Robin turned forward and looked him straight in the eye, Yes Owanutaye. I do. With all my heart.”

Owanutaye smiled at her for a moment, took her hand and raised it in his own. Turning to the group he said, “I’d like you to welcome Robin as a member of the Tribe. She is to be treated with all the respect and love that any Sister of the Tribe is given, and welcomed into your hearts as Family.” Turning to her he said, “Take your seat, there, with us..”

She sat down in one of four cushions that had been left empty by the fire near Owanutaye. He turned to speak to the next one ready for the tower, Aklan, who Robin had worked closely with in weaving lessons, but she couldn’t pay attention. She looked across the fire at Tintye and Sylerr, both of whom beamed at her, and her brain was filled with internal cheers at feeling that now, finally, she belonged somewhere. She had a family.
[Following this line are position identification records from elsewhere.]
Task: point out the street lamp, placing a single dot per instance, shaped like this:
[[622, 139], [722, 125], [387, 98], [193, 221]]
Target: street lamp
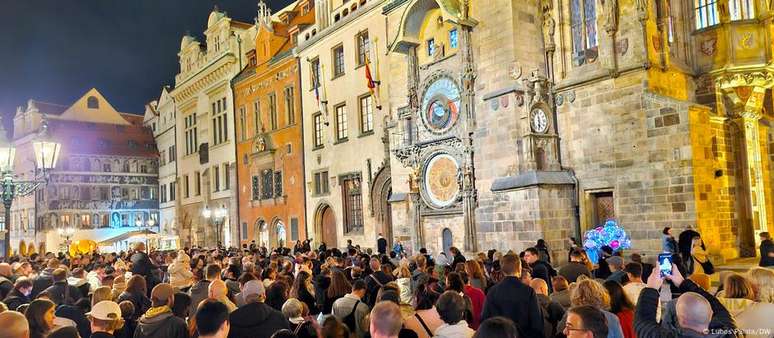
[[46, 153], [66, 232]]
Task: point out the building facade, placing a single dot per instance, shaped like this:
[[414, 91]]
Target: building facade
[[346, 158], [160, 117], [105, 184], [521, 120], [205, 140], [269, 133]]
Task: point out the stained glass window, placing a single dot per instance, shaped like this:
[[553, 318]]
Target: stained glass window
[[267, 184]]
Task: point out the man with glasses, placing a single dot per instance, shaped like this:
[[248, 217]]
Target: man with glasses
[[585, 321]]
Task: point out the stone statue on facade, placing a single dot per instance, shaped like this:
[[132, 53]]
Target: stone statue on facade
[[611, 16]]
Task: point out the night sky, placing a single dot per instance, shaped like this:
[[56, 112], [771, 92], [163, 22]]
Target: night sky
[[56, 50]]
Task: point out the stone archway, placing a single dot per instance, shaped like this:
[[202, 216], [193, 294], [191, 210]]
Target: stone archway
[[325, 229], [261, 233], [381, 190]]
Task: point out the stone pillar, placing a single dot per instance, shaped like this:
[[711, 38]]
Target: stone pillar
[[743, 94]]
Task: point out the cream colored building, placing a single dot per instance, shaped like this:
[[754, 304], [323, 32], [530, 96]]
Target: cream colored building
[[160, 117], [205, 134], [348, 179]]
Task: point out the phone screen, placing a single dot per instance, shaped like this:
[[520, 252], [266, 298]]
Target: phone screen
[[665, 264]]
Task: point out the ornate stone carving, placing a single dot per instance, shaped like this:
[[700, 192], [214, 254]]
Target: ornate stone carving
[[611, 16]]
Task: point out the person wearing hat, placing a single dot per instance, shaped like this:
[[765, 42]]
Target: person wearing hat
[[617, 272], [105, 318], [159, 321], [255, 319]]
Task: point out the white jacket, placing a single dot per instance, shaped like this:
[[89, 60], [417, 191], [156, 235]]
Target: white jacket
[[180, 275], [404, 284]]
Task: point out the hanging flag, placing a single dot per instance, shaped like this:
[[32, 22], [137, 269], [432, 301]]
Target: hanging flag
[[372, 76]]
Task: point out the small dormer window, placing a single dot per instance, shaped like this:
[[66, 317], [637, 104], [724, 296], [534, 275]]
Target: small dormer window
[[92, 103]]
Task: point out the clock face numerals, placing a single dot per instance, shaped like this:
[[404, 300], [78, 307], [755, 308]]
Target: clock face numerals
[[440, 105], [539, 121]]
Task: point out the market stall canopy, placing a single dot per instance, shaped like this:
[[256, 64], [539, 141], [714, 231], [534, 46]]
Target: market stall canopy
[[127, 235]]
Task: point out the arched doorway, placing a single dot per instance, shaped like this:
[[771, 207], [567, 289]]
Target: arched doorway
[[381, 190], [280, 236], [325, 226], [261, 233], [446, 240]]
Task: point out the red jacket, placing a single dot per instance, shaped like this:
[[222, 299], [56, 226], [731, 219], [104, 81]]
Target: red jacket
[[477, 297]]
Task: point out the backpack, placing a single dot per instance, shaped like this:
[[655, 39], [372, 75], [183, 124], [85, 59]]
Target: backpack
[[350, 320]]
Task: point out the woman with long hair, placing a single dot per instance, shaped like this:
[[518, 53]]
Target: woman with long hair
[[40, 315], [622, 307], [475, 274], [136, 290], [741, 300], [338, 288], [303, 290], [277, 294], [587, 291]]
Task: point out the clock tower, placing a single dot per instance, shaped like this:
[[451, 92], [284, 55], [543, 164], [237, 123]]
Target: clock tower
[[539, 145]]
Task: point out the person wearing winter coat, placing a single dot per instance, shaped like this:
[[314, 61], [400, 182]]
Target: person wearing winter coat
[[180, 275], [255, 319], [159, 321], [451, 308], [699, 314], [20, 294]]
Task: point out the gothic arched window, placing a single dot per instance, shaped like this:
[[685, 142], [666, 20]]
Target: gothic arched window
[[92, 103]]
The night passed and Aklan and Rinn and Emmer had all seated themselves next to her, and they feasted and joked and celebrated. At each transition in the evening herbs and leaves were placed on the fire and the smoke bathed the 4 tower runners, calling the spirits to bless them and take them in protective hands. This happened at 3 different times, each with different plants making the smoke, until the last time when the meal was finished. It was time to say goodnight to the tower runners and send them off.

They stood, bowed good night to the crowd of people around them, and wend out the back of the tent. Channo was there and he had 4 cups and a bottle. “Before of you will take what I am to give you and drink it gefore you go,’ he said. “It will not taste good but you are not to spit it out. It will let you see… differently. You may see things with this that you wouldn’t normally see, but those vsions will help you going forward. See and remember and be careful because the visions can lead you to dangerous places, but they will tell you what is in your heart.” Channo poured out 4 glasses of a dark red drink.

Robin drank hers down immediately. It was dusty bitter with a sour edge that dug under her tongue like a sarp stick. She swallowed it down, though, with eyes tight shut. When she opened her eyes she saw nothing different.

Channo pointed at the foot of the tower,” You are all to go in that general direction, but separate as quickly as possible and take your own paths. This is an individual journey for each of you and you are not to join together. If you meet each other on the tower you are to allow each other to pass and go your separate ways. When the sun has risen above the black monument to the south, there, you may return to the Tribe. Now you must go.”

Each of them backed away from Channo and the light and turned into the now dark evening and walked toward the tower. After a moment Robin began to trot and headed down a rabbit path that went to a large boulder, cracked in half, with the path traveling through the crack and into the night.